Com o Vertis, Iveco terá “time completo”

Até o fim do ano, o médio apresentado na Fenatran de 2009 chegará às estradas e, com ele, a Iveco estará presente em todos os segmentos de veículos comerciais
Chico Amaro

Dois anos atrás, em entrevista à Carga Pesada por ocasião da corrida de Londrina da Fórmula Truck, o diretor comercial da Iveco Latin America, Alcides Cavalcanti, ao comentar as vendas, disse que a empresa estava “surfando neste momento favorável do mercado”.

Sendo uma montadora jovem no Brasil, a Iveco estava crescendo mais que as outras, naquele ano espetacular em que a indústria de caminhões vendeu 167 mil unidades no país.

O ano passado foi de crise econômica mundial (100 mil caminhões vendidos), mas este ano trouxe o ânimo de volta aos fabricantes – a expectativa de vendas é de 150 mil caminhões.

E a Iveco, como vai? “Rodando numa velocidade superior à de 2008”, informa o diretor de Comunicação Marcos Piquini, que este ano foi quem recepcionou clientes na ala vip do Autódromo Ayrton Senna, na etapa de Londrina da Fórmula Truck, em agosto.

Piquini divulgou números assim: em 2008, foram vendidos 12 mil caminhões Iveco no país; este ano, a previsão é de 14 mil.

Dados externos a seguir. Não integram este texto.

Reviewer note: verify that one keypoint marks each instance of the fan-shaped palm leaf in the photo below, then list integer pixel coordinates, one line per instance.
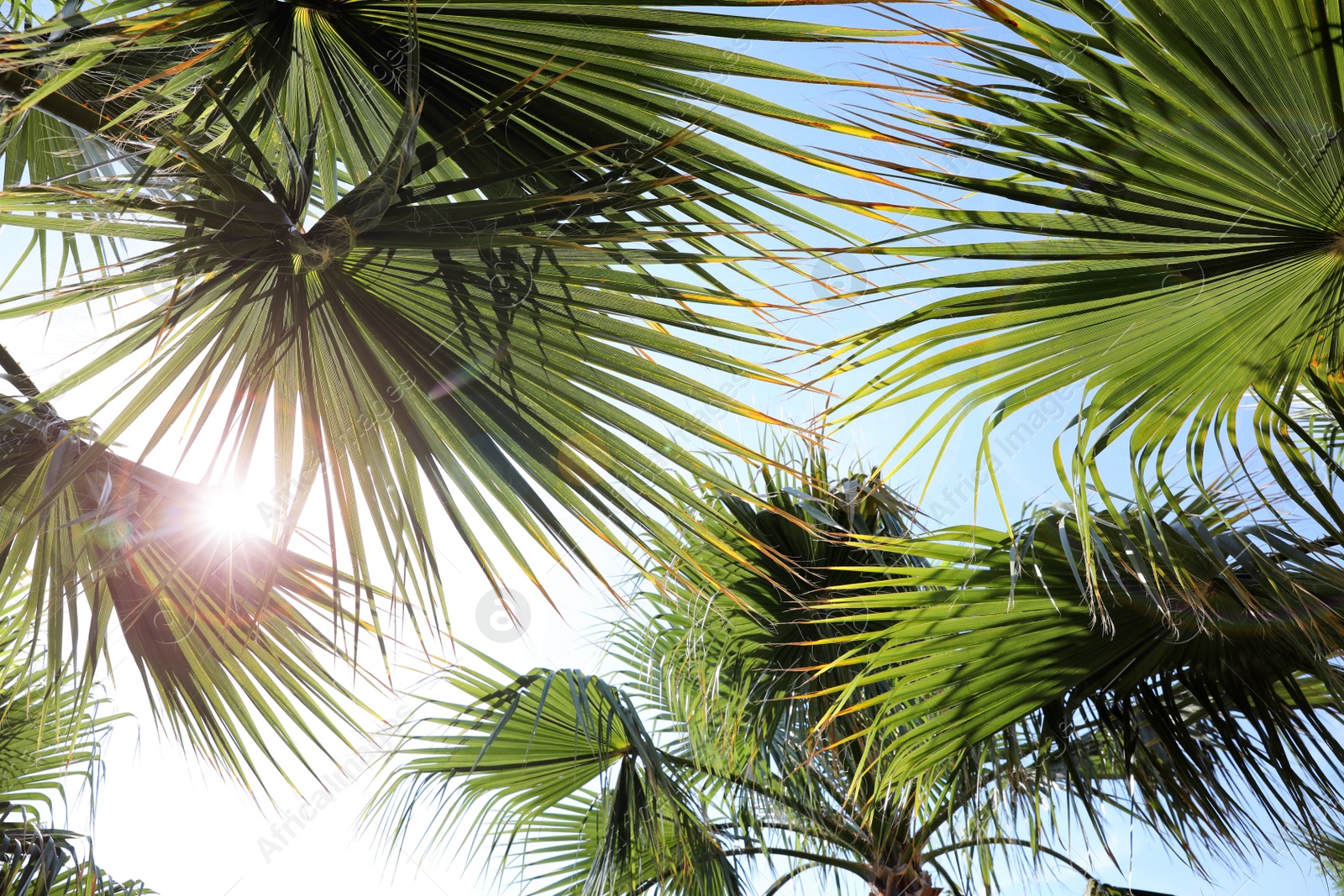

Mais: no fim de 2006, a Iveco tinha 3,5% do mercado de veículos comerciais; em julho de 2010, esse índice já era de 8%. “E ainda não entramos nos médios, de nove a 13 toneladas, que representam 20% do mercado brasileiro”, afirma o diretor. Esse espaço será preenchido com a chegada dos Vertis às concessionárias, até o fim deste ano.

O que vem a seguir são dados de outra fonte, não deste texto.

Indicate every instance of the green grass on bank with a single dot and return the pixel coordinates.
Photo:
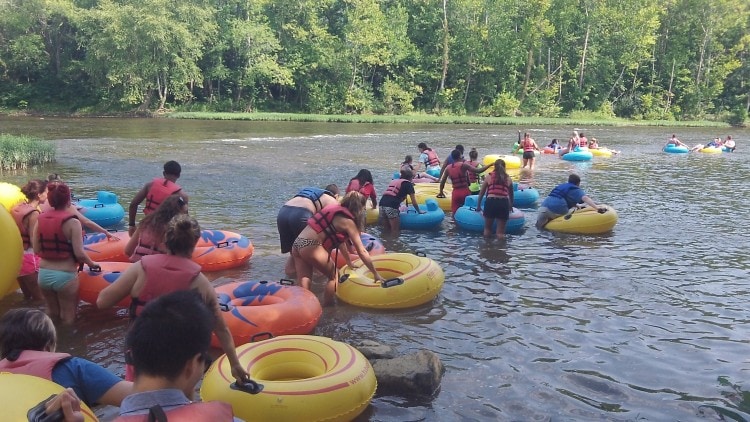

Por falar em concessionárias, já são 94 e continuam aumentando “ao ritmo de uma por mês”, prossegue Piquini. Com 110, a Iveco terá “a cobertura ideal em todo o território nacional”.

A Iveco tem apenas 13 anos de Brasil, dos quais 10 de produção. Tem se saído muito bem. “Em menos de dois anos, desde dezembro de 2008, quando saiu o Tector, nossa participação nos semipesados elevou-se de 2% para quase 7%”, diz Piquini. “E esse é o maior segmento de caminhões do Brasil, 30%, onde a disputa pelo cliente é mais intensa.”

Como se explica o sucesso? “O Tector é um caminhão que, quem dirige, compra”, afirma Marcos Piquini. A Iveco mira na satisfação do cliente. “Estamos em segundo nesse quesito, segundo pesquisa da revista Consumidor Moderno, o que já é uma excelente classificação para uma empresa jovem como a nossa.”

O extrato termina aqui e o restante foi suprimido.